The first duty of government, it is said, is to feed its people. Successive governments challenged the farming sector to raise its standards, to produce more and to mechanise. Farms became industrialised and labour costs reduced, all in the drive towards efficiency and to create cheap food.

Europe became the market place of choice, with a streamlining and narrowing of all regulations to a unified European regulation model, to get our agricultural products to the world’s richest market. Some of these regulations have been hard and others not well received. This led to some voting with their feet, and Brexit.
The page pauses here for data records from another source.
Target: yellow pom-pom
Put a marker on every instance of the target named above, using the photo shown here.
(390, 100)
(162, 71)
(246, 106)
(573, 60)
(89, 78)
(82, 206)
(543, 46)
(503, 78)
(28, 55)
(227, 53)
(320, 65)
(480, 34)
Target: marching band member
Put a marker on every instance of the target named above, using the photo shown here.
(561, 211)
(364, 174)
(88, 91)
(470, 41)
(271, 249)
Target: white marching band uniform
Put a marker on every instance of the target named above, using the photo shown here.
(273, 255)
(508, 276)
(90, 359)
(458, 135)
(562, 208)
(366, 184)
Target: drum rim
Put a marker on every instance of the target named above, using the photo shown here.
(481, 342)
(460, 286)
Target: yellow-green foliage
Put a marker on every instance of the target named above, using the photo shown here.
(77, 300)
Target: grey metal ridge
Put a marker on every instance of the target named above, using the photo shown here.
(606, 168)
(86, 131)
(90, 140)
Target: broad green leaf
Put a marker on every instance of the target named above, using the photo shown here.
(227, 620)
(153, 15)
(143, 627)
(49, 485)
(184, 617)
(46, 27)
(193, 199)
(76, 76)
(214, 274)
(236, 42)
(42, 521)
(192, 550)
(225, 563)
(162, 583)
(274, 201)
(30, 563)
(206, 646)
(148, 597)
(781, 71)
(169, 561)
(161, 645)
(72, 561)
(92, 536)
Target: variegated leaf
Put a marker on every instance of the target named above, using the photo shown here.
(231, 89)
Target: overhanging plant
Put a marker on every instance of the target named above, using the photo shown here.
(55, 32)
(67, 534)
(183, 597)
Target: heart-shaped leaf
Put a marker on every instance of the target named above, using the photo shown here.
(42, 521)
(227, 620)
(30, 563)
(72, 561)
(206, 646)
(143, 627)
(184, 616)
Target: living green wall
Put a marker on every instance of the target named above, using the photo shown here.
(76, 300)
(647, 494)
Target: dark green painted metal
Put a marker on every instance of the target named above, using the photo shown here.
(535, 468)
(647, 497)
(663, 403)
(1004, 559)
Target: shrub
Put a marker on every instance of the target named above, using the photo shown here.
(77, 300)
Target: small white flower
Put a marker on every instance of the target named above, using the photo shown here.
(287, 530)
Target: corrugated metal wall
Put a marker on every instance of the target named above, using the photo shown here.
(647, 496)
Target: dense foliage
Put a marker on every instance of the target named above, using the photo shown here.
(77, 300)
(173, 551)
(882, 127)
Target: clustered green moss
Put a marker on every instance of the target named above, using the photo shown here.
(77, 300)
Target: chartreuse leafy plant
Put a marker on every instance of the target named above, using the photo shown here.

Whether they will be right to believe that we will end up with a more lightly-regulated agricultural sector is anyone’s guess, but knowing how our regulators have contributed to the debate when setting these European regulations, the signs are not positive.

One current example of this is the issue of nitrates in our rivers and the European water directive. Under this regulation the UK was obliged to bring levels of nitrates below a prescribed level and to make active efforts to reduce them further. Because of this, the UK has been keen to reduce nitrate levels – directly affecting our farmers – but has demanded greater reductions, when it could be argued that our regulatory efforts have already been sufficient.

What does this mean for the future? At the negotiating table in the past, UK farmers could rely on those countries with powerful farming lobbies, like France, to try to reduce the harsher demands of the environmental lobby and the related regulatory obligations. Now, without their support, we may see those powerful lobby groups in the ecology and fishing sectors leading the agenda.

This may create conflict between those who wish to control agriculture further in terms of its environmental and regulatory duties, and the Brexit campaigners who envisaged a regulation-light, free trade, buccaneering nation.

How will this end? Some believe there will be a simple cross adoption of European legislation, others believe it will be a more complex picture. It will not be a surprise to anyone with experience of the sector if groups with an environmental or farming agenda seize on this uncertainty and use their lobbying power to push their demands through.

Regulations within Europe were established to facilitate trade and maintain certain standards. Those standards will still have to be maintained if we are to trade with Europe and this will always be the case, particularly in the food industry.

We will see how the agricultural regulatory sector develops, what level of protection will be provided and how much freedom will be given to develop larger farming entities and higher levels of production in a world market.

There is cause for concern, there is a need to be engaged but as it was best described on HBO`s Game of Thrones, “Chaos is not a pit, it is sometimes a ladder to different opportunities.”